|EPE 220 (Electric Circuit I) |
Introduction to circuit variables, circuit elements and simple resistive circuits. Steady state techniques of the circuit including nodal-voltage method, mesh-current method, source transformation, Thevinen and Norton equivalent theorems, maximum power transfer and superposition. Introduction to inductance and capacitance. Transient analysis including natural and step responses of RL, RC and RLC circuits. Introduction to operational amplifiers and their applications.
|EPE 320 (Linear Control Systems)|
Electrical, mechanical and electromechanical linear dynamical systems modeling, block diagrams and signal flow graphs, transfer functions of linear time-invariant systems, stability of linear time-invariant systems, steady state responses and steady state errors, transient responses, root-locus technique to analyze systems, Design of PID, phase-lead, and phase-lag controllers using root-locus technique.
|EPE 619 (Modern Control Theory)|
Review of linear control theory, root locus techniques, design of control systems via root locus method, frequency response techniques, design of control systems via frequency response, design of control systems via state-variable, and digital control systems.
|ELEC 320 (Electric Circuit II)|
Review of Instantaneous Power, Average power and RMS values, Active and Reactive Power. Three Phase Circuits and Power Distribution systems (Configuration of Different Three phase Systems, Three phase Power, Power factor Correction). Magnetically Coupled Circuits: Mutual Inductance, Dot Convention, Energy stored, Ideal Transformers, Three Phase Transformers. Frequency Response: Network Functions, Bode Plot, Resonance Circuits. Two port networks (Admittance Parameters, Impedance Parameters and Hybrid Parameters).
|ELEC 372 (Electromechanical Devices)|
AC circuit analysis: phasors steady state power analysis, poly-phase circuits; basics of electrical machines construction, theory of operation, equivalent circuit and its governing equations of DC machines, 3-phase synchronous generators, single phase transformers, and 3-phase induction motors, semiconductor devices and transducers.
|ELEC 472 (Power Systems)|
Review of Phasors, Complex Power, and Balanced Three-phase Circuits. Single-phase and Three-phase Power Transformers. Transmission Lines Parameters and Modeling in the Steady-state Mode. Power Flow Analysis using Gauss-Seidel and Newton-Raphson Methods. Fundamentals of Symmetrical Fault Calculation.
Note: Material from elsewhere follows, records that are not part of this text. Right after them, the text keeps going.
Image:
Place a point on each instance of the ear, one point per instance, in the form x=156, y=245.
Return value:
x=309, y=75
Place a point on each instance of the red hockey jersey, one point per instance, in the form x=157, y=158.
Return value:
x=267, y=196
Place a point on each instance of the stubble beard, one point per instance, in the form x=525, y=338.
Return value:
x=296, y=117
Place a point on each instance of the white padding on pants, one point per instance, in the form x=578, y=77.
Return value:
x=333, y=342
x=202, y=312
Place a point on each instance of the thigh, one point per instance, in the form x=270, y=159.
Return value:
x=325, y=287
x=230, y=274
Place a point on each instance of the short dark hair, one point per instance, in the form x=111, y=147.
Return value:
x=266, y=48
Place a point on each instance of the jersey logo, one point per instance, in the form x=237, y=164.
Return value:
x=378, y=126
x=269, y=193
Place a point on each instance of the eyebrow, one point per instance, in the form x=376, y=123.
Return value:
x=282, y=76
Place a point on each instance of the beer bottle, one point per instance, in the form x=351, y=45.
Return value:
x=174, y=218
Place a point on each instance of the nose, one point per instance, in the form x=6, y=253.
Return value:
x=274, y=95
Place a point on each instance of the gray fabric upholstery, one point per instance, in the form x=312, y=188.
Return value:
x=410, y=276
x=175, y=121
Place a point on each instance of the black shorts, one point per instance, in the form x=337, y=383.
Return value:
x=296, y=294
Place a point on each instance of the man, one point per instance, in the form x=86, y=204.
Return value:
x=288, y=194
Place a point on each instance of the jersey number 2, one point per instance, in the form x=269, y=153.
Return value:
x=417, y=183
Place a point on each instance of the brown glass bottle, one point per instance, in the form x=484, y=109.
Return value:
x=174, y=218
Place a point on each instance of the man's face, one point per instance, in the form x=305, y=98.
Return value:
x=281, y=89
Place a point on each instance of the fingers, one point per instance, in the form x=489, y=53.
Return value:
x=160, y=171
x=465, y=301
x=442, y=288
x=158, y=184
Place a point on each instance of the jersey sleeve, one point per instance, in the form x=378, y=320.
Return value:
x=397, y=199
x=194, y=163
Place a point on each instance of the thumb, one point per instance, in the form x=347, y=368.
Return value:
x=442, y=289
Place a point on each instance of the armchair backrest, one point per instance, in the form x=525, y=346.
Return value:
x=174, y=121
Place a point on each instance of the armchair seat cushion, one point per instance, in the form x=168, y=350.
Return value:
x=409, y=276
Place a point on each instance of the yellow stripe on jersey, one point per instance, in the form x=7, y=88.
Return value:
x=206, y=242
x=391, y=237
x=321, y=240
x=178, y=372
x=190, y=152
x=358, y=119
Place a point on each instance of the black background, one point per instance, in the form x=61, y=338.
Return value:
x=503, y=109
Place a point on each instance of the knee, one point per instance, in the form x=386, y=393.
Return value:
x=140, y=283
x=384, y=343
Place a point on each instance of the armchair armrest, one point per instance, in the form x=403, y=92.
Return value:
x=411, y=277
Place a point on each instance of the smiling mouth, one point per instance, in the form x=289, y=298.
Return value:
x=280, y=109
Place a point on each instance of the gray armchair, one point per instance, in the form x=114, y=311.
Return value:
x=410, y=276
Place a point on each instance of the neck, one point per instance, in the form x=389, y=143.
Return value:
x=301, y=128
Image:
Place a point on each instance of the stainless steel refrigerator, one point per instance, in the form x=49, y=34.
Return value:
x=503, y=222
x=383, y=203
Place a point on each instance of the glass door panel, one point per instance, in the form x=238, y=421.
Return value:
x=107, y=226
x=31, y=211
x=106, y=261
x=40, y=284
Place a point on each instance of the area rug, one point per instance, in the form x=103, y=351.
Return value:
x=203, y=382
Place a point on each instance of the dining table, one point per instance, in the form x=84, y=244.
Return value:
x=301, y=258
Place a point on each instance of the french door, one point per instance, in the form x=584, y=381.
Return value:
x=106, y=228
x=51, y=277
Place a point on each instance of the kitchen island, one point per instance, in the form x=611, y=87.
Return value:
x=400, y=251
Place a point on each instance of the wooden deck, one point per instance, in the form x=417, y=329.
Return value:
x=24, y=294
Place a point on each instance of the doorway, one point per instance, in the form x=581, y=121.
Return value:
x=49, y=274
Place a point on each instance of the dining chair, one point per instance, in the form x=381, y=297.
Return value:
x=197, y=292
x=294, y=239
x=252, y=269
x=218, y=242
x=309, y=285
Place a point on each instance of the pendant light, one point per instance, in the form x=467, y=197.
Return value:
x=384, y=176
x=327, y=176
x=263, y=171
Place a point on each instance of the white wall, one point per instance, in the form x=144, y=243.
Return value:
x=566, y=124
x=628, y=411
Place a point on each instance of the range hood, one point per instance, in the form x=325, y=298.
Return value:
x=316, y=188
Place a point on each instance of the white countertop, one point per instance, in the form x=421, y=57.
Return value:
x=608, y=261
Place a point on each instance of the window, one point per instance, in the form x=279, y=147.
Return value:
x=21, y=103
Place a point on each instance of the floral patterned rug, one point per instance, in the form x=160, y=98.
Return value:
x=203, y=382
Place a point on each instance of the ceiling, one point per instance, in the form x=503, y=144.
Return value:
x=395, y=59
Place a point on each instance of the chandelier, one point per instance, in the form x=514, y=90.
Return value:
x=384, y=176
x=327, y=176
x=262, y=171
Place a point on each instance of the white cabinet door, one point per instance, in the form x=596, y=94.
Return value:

|ELEC 592 (Power Electronics)|
Introduction to Power semiconductor Devices, Switching Concept, AC-DC Converters (Rectifiers): Uncontrolled Rectifiers, Controlled Rectifiers, Single-Phase and Three-Phase Rectifiers, DC-DC Converters (CCM and DCM), Non-idealities of DC-DC Converters, DC-AC Converters (Invertors).
|ELEC 629 (Advanced Topics in Power Engineering)|
Power and Energy Scenarios in the 21st Century: Limitations of Today’s Power Grids, What is Power Electronics and Impact of Power Electronics in the 21st Century. Power Electronics Converters: DC-DC Converters, DC-AC Converters, AC-DC Converters and AC-AC Converters. Renewable Energy and Energy Storage Systems: Solar Energy, Wind Energy and Energy Storage. Optimal Power Transmission Systems: Per-unit Systems Review, Bus Admittance Matrix, Power Flow Problem, Newton Raphson Method, Economic Dispatch.